Authors:
Henrik Abgaryan、Ararat Harutyunyan、Tristan Cazenave
Paper:
https://arxiv.org/abs/2408.06993
Exploring the Potential of Large Language Models in Job Shop Scheduling
Introduction
The Job Shop Scheduling Problem (JSSP) is a critical challenge in optimizing production processes. It involves allocating a set of jobs to a limited number of machines while minimizing factors like total processing time or job delays. Traditional approaches, such as mathematical programming and heuristic algorithms, often struggle with scalability and complexity. Recent advancements in artificial intelligence (AI) have introduced promising solutions like reinforcement learning and graph neural networks. This paper explores the potential of Large Language Models (LLMs) for JSSP, introducing a novel supervised dataset and demonstrating the effectiveness of LLM-based scheduling.
Related Work
JSSP is known to be NP-hard, making exact solutions generally infeasible for large instances. Traditional methods, including constraint programming and heuristic approaches like Priority Dispatching Rules (PDRs), have been widely used. Recent research has focused on deep learning and neural networks, particularly deep reinforcement learning (DRL), to address JSSP. While LLMs have shown potential in mathematical reasoning and optimization tasks, their application to JSSP remains unexplored until now.
Preliminary
JSSP involves a set of jobs and machines, where each job must be processed through a sequence of operations on specific machines. The objective is to determine a schedule that minimizes the makespan, the maximum completion time of all jobs, while meeting all constraints. The complexity of a JSSP instance is determined by the number of jobs and machines.
Dataset Generation
To train LLMs for JSSP, the problem must be represented in natural language. The authors converted the traditional matrix-based representation of JSSP into a human-readable format using two approaches: Job-Centric and Machine-Centric.
Job-Centric Approach
This approach organizes tasks by jobs, detailing the sequence of operations, corresponding machines, and durations for each job.
Machine-Centric Approach
This approach organizes tasks by machines, detailing the sequence of operations, corresponding jobs, and durations for each machine.

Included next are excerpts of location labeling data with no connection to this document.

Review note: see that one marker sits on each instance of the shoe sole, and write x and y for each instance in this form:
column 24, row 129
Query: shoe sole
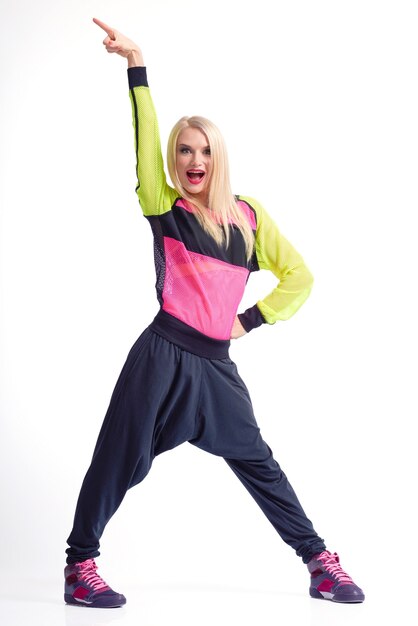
column 68, row 599
column 314, row 593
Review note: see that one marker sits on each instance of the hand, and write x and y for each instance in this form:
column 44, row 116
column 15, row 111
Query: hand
column 237, row 329
column 116, row 42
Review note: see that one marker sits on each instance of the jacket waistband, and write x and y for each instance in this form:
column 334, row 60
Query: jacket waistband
column 189, row 338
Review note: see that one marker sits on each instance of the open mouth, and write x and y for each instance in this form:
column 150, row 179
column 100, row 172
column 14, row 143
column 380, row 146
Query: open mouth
column 195, row 176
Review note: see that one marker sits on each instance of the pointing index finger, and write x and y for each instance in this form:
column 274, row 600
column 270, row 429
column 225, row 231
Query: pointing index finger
column 105, row 27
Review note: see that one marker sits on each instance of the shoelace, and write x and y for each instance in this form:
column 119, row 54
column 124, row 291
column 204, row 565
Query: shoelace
column 331, row 562
column 88, row 572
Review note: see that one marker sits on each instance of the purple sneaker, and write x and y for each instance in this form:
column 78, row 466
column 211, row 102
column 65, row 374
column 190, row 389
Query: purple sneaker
column 330, row 582
column 84, row 587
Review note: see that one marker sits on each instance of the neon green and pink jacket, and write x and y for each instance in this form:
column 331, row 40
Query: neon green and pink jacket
column 199, row 283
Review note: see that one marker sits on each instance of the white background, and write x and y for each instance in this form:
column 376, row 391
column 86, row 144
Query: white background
column 318, row 104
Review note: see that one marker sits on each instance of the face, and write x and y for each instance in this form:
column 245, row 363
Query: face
column 193, row 162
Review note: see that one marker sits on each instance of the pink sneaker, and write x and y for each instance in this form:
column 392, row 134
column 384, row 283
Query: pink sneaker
column 330, row 582
column 84, row 587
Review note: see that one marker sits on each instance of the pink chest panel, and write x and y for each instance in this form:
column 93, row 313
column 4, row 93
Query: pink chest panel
column 201, row 291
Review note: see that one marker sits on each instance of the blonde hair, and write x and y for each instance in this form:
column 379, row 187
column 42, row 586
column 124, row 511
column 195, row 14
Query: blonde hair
column 223, row 208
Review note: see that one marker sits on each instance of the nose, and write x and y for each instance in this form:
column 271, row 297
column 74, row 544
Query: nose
column 196, row 160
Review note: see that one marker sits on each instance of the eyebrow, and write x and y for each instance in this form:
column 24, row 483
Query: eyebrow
column 184, row 145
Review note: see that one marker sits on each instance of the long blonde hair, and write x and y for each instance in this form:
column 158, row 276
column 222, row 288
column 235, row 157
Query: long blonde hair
column 223, row 208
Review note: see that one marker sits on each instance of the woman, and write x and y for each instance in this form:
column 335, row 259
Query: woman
column 178, row 383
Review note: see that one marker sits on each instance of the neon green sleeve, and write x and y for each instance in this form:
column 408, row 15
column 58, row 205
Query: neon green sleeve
column 276, row 254
column 154, row 194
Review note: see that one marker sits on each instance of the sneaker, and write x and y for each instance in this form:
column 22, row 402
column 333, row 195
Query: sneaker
column 84, row 587
column 330, row 582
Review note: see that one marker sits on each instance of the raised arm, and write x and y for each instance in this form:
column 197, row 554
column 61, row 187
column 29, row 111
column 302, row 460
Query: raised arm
column 154, row 194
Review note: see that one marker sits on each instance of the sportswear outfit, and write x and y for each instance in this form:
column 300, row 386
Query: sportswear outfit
column 178, row 383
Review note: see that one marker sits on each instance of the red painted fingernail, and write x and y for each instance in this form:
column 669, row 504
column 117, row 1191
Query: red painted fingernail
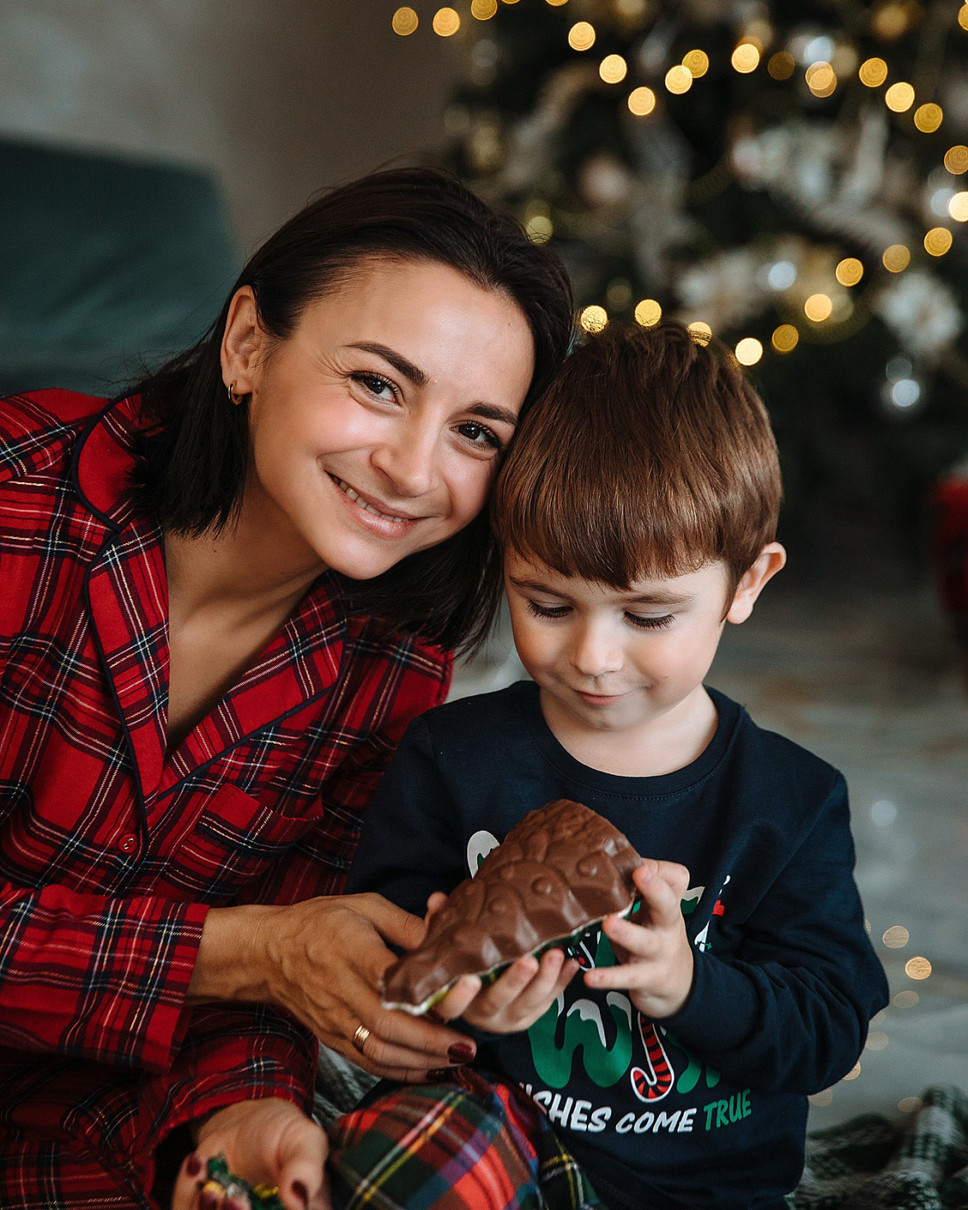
column 461, row 1052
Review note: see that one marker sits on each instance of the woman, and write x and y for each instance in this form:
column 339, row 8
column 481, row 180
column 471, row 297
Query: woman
column 223, row 599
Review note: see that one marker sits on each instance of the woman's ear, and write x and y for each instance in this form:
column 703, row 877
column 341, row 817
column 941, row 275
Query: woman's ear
column 242, row 343
column 768, row 562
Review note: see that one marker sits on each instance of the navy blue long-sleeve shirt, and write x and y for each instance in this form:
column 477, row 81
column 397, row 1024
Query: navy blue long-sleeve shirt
column 707, row 1107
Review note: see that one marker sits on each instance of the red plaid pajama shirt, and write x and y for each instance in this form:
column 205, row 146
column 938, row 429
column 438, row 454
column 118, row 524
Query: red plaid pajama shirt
column 110, row 853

Zero-shot Inference and Label Generation
The authors initially attempted zero-shot inference with the Phi-3-Mini-128K-Instruct model but found it inadequate for generating feasible solutions. They then created a supervised dataset with approximately 120,000 random JSSP problems and their solutions using Google’s OR-Tools. This dataset includes problems of various sizes and durations, enhancing the model’s generalization capability.
Training
The dataset was used to fine-tune the Phi-3 model using the LoRA (Low-Rank Adaptation) method, which improves the efficiency of fine-tuning large pre-trained language models. The training involved specific configurations to optimize memory and computational efficiency. The training and validation curves indicate the model’s learning progress.
Evaluation
The model’s performance was evaluated on a separate dataset of various problem sizes. The evaluation involved parsing and validating the LLM-generated solutions to ensure feasibility.
Hyperparameter Tuning
The authors conducted a grid search to determine the best sampling hyperparameters, which significantly improved the model’s performance.
Comparative Analysis with Other Neural Approaches
The fine-tuned Phi-3 model was compared with other neural approaches, including deep reinforcement learning (L2D) and self-supervised learning (SLJ). The results show that the Phi-3 model performs competitively, achieving a relatively low median gap from the optimal solution.
Conclusion
This paper demonstrates the potential of LLMs in addressing JSSP. The fine-tuned Phi-3 model, enhanced with appropriate sampling methods, offers a promising new avenue for tackling JSSP, sometimes matching or surpassing traditional neural network approaches.
Limitations and Future Work
The study highlights several limitations, including the computational overhead of fine-tuning LLMs and the need for further research on larger problem sizes. Future work should explore integrating LLMs with other AI techniques, such as reinforcement learning and graph neural networks, to combine their strengths.
In summary, this paper introduces a novel supervised dataset for LLM training for JSSP, offering valuable insights and a robust framework for further exploration in this area.